The `loc` method in Pandas allows you to access DataFrame data using labels or boolean array-based indexing. It's particularly useful for selecting rows and columns based on customized labels or names. This method provides flexibility and intuition in retrieving specific data [Molin and Jee, 2021, Pandas Developers, 2023].

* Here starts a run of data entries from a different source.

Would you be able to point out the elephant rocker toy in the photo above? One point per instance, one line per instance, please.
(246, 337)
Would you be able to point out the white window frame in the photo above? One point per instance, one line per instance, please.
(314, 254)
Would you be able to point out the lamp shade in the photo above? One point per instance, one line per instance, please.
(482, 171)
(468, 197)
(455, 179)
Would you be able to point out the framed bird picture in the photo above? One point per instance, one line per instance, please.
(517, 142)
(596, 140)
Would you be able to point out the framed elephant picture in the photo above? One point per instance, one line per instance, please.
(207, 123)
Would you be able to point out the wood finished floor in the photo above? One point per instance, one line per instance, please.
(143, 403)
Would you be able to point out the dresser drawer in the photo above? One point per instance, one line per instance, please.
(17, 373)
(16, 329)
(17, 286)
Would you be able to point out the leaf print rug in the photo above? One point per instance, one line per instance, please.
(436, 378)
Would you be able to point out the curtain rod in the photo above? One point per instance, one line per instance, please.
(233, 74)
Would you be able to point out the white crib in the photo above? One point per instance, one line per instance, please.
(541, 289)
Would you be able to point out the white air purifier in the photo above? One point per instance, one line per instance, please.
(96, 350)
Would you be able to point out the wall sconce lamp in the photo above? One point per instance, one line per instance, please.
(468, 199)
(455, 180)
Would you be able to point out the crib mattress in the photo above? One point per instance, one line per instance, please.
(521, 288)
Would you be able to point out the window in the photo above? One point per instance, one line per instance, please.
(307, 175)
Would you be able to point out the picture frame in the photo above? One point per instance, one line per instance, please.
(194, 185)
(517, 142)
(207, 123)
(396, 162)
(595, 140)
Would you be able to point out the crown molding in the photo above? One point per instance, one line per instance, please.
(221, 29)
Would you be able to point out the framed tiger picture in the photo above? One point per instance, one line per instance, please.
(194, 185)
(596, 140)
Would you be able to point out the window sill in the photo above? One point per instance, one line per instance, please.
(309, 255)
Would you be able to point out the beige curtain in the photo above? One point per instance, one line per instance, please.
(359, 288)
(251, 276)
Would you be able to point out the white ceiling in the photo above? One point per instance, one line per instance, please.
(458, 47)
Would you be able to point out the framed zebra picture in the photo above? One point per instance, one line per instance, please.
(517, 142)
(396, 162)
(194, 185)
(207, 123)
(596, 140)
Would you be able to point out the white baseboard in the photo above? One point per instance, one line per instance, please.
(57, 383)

The syntax for using `loc` is:

```python
df.loc[row_indexer, column_indexer]
```

- `row_indexer`: Specifies the row labels to select, which can be a single label, a list of labels, a slice, or a boolean array.

- `column_indexer`: Specifies the column labels to select, with similar indexing options.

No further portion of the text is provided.